Home›Expertise›RAGS to Riches›Why evaluation is critical

Why evaluation is critical

📖 4 min readUpdated 2026-04-18

A RAG system without evaluation is a system that silently degrades. Models change. Corpora grow. Users' queries evolve. Without measurement, "our RAG is pretty good" becomes "our RAG used to be pretty good", and nobody knows when it happened. Evaluation is how you turn RAG from a project into an engineering discipline.

What breaks without evaluation

Silent regressions

You change chunk size, swap embedding models, update the reranker, or upgrade the LLM. Quality could be better or worse and you'd have no way to tell without running tests.

Invisible distribution drift

User query patterns change. New content gets added. Old content becomes stale. The queries that worked at launch break six months in.

Unjustified complexity

You add reranking, multi-query, agentic retrieval. Does each layer actually help? Without eval, you're shipping complexity on faith.

Stale mental models

Team members have mental models of what works. These models drift from reality. Eval data grounds decisions in current truth.

The evaluation stack

A production RAG evaluation stack has three layers:

1. Component eval

Measure each stage independently:

Retrieval quality (did we find the right chunks?)
Generation quality (did we answer correctly given the chunks?)
End-to-end quality (did the user get a good answer?)

2. Regression eval

A stable test set that runs on every change. Catches regressions before they ship.

3. Production monitoring

Real-time metrics on live traffic. Catches drift, quality problems, and operational issues that offline eval misses.

The golden eval set

The foundation of everything: a curated set of representative queries with known-good answers and known-relevant chunks.

How to build one:

Collect real user queries from logs
For each, identify the chunks that should be retrieved
For each, write an acceptable answer
Review with subject matter experts

Size: 50-500 queries is usually enough for meaningful signal. More is better. Invest time in this.

See building eval datasets.

What to measure

Retrieval

Hit rate@k: did the relevant chunk appear in the top-k retrieved?
MRR (Mean Reciprocal Rank): how high in the ranking did it appear?
Recall@k: how many relevant chunks made it into top-k?
NDCG: ranking quality, weighted by position

Generation

Faithfulness: does the answer actually reflect the retrieved context?
Answer relevance: does the answer address the question?
Correctness: is the answer factually right?

End-to-end

User feedback (thumbs up/down): the ultimate signal, noisy
Explicit scoring: ask users to rate answers occasionally
Task completion: did the user get what they needed?

The measurement rhythm

On every change

Run the regression eval set. If metrics drop, investigate before merging.

Weekly

Review production metrics: latency, retrieval quality proxies, user feedback trends.

Monthly

Full eval pass. Update the golden set with new representative queries.

Quarterly

Audit: are the metrics still measuring what matters? Has the system evolved in ways that need new metrics?

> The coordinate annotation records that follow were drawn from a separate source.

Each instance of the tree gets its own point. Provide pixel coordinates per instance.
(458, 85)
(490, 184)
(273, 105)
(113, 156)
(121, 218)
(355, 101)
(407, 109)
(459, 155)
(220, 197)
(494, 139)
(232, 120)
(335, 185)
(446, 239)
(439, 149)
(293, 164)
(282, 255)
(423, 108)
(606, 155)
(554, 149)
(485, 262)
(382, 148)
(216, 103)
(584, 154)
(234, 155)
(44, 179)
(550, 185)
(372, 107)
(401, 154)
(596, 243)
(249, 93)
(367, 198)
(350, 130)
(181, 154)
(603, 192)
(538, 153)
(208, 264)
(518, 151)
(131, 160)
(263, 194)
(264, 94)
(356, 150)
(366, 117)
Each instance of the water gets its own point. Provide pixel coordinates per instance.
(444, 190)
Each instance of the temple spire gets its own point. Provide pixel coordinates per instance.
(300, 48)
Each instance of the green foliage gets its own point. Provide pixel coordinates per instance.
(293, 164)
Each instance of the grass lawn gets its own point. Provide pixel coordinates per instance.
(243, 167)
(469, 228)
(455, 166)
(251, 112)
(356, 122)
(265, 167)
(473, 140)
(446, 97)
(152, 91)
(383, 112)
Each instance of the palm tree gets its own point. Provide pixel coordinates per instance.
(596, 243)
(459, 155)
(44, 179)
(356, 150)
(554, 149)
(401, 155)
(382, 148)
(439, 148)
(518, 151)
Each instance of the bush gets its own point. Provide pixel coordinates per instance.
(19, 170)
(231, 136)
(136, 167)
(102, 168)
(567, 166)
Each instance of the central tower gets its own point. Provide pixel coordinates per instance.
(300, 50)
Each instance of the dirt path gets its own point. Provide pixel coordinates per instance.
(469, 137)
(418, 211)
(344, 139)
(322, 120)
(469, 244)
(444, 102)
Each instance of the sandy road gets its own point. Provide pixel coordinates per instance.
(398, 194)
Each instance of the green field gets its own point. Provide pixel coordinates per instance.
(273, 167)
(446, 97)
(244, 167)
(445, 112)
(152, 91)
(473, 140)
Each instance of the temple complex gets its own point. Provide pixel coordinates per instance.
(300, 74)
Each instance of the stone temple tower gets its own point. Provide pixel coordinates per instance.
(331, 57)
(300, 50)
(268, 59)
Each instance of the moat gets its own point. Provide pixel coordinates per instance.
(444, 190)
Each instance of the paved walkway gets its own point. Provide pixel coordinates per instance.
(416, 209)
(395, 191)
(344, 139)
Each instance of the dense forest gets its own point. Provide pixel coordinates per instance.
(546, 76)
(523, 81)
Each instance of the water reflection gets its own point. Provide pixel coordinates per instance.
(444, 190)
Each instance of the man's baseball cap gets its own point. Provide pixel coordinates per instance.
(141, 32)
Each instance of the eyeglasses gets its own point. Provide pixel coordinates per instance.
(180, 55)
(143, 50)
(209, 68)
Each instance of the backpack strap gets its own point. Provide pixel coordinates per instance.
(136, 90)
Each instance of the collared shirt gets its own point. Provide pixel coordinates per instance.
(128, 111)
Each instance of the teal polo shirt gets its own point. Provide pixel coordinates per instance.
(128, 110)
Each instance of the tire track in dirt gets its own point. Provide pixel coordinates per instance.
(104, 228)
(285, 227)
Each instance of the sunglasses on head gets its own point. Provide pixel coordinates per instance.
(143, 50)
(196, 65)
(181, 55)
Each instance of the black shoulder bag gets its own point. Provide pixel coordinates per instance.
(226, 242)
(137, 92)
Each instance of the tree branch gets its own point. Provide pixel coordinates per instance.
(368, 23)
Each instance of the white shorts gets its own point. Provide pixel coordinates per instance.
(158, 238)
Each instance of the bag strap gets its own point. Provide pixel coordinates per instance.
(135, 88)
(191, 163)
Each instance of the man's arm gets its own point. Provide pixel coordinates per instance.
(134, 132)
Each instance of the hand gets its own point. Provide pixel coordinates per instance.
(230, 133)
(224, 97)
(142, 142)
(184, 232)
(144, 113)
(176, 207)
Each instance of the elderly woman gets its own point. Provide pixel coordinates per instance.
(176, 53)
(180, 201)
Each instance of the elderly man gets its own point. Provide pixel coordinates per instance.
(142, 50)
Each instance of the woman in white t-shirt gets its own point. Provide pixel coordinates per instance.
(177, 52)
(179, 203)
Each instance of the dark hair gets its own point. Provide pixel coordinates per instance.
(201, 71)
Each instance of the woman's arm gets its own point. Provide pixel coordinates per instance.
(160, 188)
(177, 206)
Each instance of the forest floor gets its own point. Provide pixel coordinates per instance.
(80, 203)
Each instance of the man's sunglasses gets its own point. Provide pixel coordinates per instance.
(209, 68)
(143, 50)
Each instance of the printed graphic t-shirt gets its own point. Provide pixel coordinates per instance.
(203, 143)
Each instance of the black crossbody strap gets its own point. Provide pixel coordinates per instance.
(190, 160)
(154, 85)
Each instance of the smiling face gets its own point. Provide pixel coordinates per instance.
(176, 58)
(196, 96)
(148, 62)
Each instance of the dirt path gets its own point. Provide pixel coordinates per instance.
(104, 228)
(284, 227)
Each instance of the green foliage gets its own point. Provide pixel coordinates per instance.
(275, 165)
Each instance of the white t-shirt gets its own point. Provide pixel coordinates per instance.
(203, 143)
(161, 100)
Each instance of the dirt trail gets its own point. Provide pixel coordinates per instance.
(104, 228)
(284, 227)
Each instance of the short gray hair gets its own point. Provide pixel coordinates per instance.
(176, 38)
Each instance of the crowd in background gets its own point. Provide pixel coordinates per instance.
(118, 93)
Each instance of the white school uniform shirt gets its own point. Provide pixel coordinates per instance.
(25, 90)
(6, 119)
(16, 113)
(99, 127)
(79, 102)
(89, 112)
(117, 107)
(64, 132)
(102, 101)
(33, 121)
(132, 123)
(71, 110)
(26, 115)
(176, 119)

The cost of not evaluating

I've seen production RAG systems where:

A new embedding model dropped retrieval quality 15%, noticed 3 months later
A chunking change broke PDFs, users complained for weeks before anyone connected it
An LLM upgrade improved latency but hurt grounding, metrics showed it immediately, but no one was watching

In each case, eval was the difference between catching it in a day and catching it in months.

The evaluator-model question

Many RAG evaluation frameworks use an LLM to judge output (LLM-as-judge). This works but introduces noise and bias. Best practice:

Use a strong model (GPT-4, Claude) as the judge
Calibrate against human judgments periodically
Track inter-rater agreement between LLM judges over time
Don't trust absolute scores; trust relative comparisons

The one-week eval investment

Teams that spend one focused week building an eval harness ship dramatically better RAG. The investment pays back in fewer regressions, faster iteration, and clearer decision-making. It's the single highest-leverage engineering investment in a RAG project.

What to do with this

Block a full week for the eval harness before shipping prod changes.
Measure all three layers (retrieval, generation, end-to-end). One alone misleads.
Calibrate LLM-as-judge against human judgment periodically.